Michèle Flournoy
About Michèle A. Flournoy
Independent director since 2018 (age 64). Flournoy is co-founder and managing partner of WestExec Advisors (founded 2017), former U.S. Under Secretary of Defense for Policy (2009–2012), former senior advisor at Boston Consulting Group (2012–2017), and co-founder of the Center for a New American Security (CNAS), where she served as CEO (2014–2016). She chairs Booz Allen’s Nominating & Corporate Governance Committee and serves on the Compensation, Culture & People Committee; the Board deems her independent under NYSE standards, citing extensive national security and defense policy expertise, public company board experience, and core business skills in financial/strategic planning and nonprofit leadership .
Past Roles
| Organization | Role | Tenure | Committees/Impact |
|---|---|---|---|
| WestExec Advisors | Co-founder and Managing Partner | 2017–present | Strategic advisory leadership |
| U.S. Department of Defense | Under Secretary of Defense for Policy | 2009–2012 | Senior national security policymaking |
| Boston Consulting Group | Senior Advisor | 2012–2017 | Strategy advisory experience |
| Center for a New American Security (CNAS) | Co-founder; Chief Executive Officer | Co-founded 2007; CEO 2014–2016 | Think tank leadership/governance |
External Roles
| Organization | Role | Tenure | Notes |
|---|---|---|---|
| Astra Space, Inc. (NASDAQ: ASTR) | Director (public) | Since Aug 2021 | Other current public company directorship |
| Amida Technology Solutions | Chair of the Board (private) | Not disclosed | Private board leadership |
| Microsoft Policy Advisory Board | Member | Not disclosed | Advisory role |
| Harvard Belfer Center | Senior Fellow | Not disclosed | Academic policy fellowship |
| Georgia Tech Sam Nunn School | Non-resident faculty member | Not disclosed | Academic engagement |
| CARE USA | Board member (nonprofit) | Not disclosed | Nonprofit governance |
| The War Horse | Board member (nonprofit) | Not disclosed | Nonprofit governance |
Board Governance
- Independence and roles: Flournoy is an independent director and currently serves as Chair, Nominating & Corporate Governance (NCG) Committee, and member, Compensation, Culture & People (CCP) Committee; all standing committees are 100% independent under NYSE rules .
- Committee activity and attendance: In FY2025, the NCG Committee met 4 times and the CCP Committee met 5 times; the Board held 7 meetings, with each incumbent director attending ≥75% of assigned meetings and overall attendance of 95%; all directors attended the 2024 Annual Meeting .
- Executive sessions and leadership: The Board and non-management directors meet in executive session during each regular meeting; the Lead Independent Director’s responsibilities include agenda-setting input, executive session presiding, and independent-director coordination .
- ERS oversight: ERS governance is overseen at the Board level through the NCG Committee (which Flournoy chairs) and the CCP Committee, with management execution by an executive-led ERS committee .

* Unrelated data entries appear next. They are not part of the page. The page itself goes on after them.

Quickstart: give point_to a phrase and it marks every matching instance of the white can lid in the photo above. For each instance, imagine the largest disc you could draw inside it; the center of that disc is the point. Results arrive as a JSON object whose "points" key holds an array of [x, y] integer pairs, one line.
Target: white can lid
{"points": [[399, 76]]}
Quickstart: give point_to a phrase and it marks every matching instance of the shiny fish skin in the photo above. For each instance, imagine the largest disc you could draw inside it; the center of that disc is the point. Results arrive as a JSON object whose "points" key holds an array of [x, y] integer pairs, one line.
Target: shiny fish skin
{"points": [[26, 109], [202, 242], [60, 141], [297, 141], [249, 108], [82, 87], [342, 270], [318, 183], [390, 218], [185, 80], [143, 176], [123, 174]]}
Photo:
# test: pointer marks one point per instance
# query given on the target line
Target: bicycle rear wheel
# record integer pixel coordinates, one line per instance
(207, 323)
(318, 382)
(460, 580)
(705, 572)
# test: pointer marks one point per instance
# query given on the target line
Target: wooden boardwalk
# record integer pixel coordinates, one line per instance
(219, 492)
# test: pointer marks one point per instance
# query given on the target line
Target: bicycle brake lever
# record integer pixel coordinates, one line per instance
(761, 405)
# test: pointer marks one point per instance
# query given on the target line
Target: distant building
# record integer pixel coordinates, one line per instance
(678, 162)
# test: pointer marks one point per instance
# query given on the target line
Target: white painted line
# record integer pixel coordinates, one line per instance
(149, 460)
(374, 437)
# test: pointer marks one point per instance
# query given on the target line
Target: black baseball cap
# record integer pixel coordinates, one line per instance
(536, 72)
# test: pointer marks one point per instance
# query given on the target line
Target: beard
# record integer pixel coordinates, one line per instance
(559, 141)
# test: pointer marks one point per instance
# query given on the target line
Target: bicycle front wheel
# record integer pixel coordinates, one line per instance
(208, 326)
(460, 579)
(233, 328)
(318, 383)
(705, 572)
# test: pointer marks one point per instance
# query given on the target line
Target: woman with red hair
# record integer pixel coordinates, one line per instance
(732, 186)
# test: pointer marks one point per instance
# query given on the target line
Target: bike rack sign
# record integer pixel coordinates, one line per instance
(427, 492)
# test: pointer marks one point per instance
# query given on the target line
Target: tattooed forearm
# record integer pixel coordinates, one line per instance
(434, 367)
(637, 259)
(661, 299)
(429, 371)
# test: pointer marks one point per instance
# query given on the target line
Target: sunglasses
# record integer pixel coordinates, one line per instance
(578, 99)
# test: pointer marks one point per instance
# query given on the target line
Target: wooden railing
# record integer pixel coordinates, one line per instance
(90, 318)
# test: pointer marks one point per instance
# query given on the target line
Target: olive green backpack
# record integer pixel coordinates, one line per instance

- Stock ownership guidelines (directors): 5x annual retainer within 5 years; directors with ≥5 years of service currently exceed the guideline .
Fixed Compensation
| Component | FY2025 Amount | Notes |
|---|---|---|
| Annual Board Retainer | $120,000 | Standard for non-employee directors |
| NCG Committee Chair Retainer | $20,000 | Chair premium; increased by $5,000 effective Aug 2024–Jul 2025 |
| Meeting Fees | $0 | No additional meeting fees |
| Director | Fees Earned ($) | Stock Awards ($) | Total ($) |
|---|---|---|---|
| Michèle A. Flournoy | 140,000 | 225,094 | 365,094 |
- Method and 2024 changes: Effective for service Aug 2024–Jul 2025, the CCP Committee approved (i) +$25,000 increase in annual equity award to $225,000, (ii) a $50,000 Lead Independent Director retainer, and (iii) +$5,000 increases for CCP and NCG chair retainers; directors may elect cash retainers in stock .
Performance Compensation
- Structure: Non-employee directors receive annual equity in time-based restricted stock (no performance metrics); generally half vests Jan 31 following grant and half vests Jul 31 thereafter .
- Flournoy’s FY2025 equity elections and grant details:
| Grant Date | Shares Granted | Basis/Price | Accounting/Fair Value | Vesting | Notes |
|---|---|---|---|---|---|
| Aug 1, 2024 | 2,554 | $142.95 close | $365,094 | 50% on Jan 31, 2025; 50% on Jul 31, 2025 (general policy) | Flournoy elected to receive her annual retainer and $20,000 chair retainer in stock; stock awards column reflects only the excess over the cash retainer amount when paid in stock per ASC 718 . |
| Unvested Restricted Stock (as of FY2025 year-end) | Shares | Vesting Date |
|---|---|---|
| Michèle A. Flournoy | 1,277 | Jul 31, 2025 |
No director performance metrics (revenue, EBITDA, TSR, ESG) are tied to these director awards; equity is time-based .
Other Directorships & Interlocks
- Current public board: Astra Space, Inc. (NASDAQ: ASTR) since Aug 2021 .
- Compensation Committee interlocks: None; no CCP Committee member (including Flournoy) is or has been a Company officer, and no executive officer served on another entity’s board/compensation committee with any BAH CCP member in FY2025 .
Expertise & Qualifications
- Significant government experience in national security and defense policy; public company board and committee experience; core business skills including financial and strategic planning and nonprofit leadership .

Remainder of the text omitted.